While the Chamber of Commerce may slight the ill affects of poverty on student achievement and try to shift more blame to teachers and families, some observers refuse to ignore destitution and pauperism as real threats to student achievement. Strong assumptions about and faith in the American meritocracy hinder real reform based on guaranteed equity of opportunity:
The first step to education reform, then, in the U.S. is to acknowledge some sobering realities about our society as we move further into the second decade of the twenty-first century:
- Childhood poverty in the U.S. (about 22%) is both relatively high when compared to other countries similar to the U.S. and inexcusable in the wealthiest society of all human history.
- Upward mobility in the U.S. has not materialized, and remains something to which we should aspire—but is not something we have achieved.

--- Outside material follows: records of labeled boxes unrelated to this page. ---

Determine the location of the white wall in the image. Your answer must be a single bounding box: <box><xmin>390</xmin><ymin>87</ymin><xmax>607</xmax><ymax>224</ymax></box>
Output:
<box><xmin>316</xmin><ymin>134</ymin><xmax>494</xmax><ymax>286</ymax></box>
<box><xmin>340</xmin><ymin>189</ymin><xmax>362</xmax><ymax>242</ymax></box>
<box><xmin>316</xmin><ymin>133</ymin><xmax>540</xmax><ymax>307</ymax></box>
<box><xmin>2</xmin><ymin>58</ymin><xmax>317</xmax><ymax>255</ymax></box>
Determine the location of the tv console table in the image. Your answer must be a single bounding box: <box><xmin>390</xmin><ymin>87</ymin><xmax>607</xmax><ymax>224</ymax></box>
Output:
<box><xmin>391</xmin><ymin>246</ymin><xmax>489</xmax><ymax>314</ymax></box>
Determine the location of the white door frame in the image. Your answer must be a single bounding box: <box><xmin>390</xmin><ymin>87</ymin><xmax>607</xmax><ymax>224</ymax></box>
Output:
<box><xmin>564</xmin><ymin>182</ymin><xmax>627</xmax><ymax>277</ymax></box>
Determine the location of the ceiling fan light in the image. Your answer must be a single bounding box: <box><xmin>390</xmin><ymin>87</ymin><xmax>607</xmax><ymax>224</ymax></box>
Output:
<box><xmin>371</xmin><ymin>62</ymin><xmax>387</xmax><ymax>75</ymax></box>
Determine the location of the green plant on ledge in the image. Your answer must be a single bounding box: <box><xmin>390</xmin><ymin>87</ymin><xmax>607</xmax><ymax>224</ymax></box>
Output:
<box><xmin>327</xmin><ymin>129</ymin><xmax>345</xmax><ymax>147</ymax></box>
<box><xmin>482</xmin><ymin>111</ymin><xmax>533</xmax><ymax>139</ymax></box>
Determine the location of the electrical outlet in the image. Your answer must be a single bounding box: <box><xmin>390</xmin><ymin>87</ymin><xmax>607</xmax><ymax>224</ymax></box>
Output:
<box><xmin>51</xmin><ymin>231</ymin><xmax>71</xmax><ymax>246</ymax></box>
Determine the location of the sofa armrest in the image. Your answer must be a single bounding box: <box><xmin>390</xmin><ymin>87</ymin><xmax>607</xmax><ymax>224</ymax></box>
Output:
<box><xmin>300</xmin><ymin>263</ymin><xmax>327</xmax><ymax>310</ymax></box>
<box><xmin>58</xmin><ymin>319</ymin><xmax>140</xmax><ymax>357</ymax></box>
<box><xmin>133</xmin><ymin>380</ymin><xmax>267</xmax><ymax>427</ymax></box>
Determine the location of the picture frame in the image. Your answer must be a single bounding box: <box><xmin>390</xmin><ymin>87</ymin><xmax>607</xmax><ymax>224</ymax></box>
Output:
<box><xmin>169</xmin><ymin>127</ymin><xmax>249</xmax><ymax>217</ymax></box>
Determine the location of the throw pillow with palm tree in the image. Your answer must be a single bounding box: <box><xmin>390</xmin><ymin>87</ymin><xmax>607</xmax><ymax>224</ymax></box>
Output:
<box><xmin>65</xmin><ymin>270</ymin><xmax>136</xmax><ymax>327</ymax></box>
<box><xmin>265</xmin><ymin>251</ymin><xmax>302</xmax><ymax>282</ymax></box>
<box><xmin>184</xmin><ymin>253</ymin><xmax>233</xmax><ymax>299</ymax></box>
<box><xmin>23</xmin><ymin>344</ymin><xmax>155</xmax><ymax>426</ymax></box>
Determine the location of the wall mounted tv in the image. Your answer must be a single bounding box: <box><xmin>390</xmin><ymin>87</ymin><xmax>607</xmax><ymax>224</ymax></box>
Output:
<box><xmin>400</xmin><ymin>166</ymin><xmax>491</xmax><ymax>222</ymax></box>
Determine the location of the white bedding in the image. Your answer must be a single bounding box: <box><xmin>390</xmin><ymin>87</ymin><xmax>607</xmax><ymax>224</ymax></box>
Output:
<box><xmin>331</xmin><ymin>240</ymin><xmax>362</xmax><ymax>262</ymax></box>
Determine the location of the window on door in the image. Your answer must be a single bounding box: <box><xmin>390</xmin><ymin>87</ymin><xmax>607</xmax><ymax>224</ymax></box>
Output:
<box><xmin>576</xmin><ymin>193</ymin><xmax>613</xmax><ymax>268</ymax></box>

- The economic and equity gap between the top 1% and remaining 99% is growing, and thus threatening our goal of meritocracy. That 1% maintains disproportionate control over wealth in the U.S. and by extension disproportionate control over politics, commerce, and (most significantly) public discourse. The 1% must perpetuate a faith among the 99% in meritocracy as a reality to preserve their status.
- Childhood poverty is a subset of adult poverty, employment, and wages. Even if we decide to address childhood poverty and the conditions of those children's lives, to ignore adult and family conditions is to ignore childhood poverty still.
Ignoring the reality of the underdevelopment in the communities of many public school students and denying widespread paucity and the shrinking middle class, the Nashville Chamber of Commerce is not engaging in authentic education reform, but merely morphing a new separate-but-equal system oblivious to increasing income disparity. Rich kids will keep getting smarter; poor kids will be held back.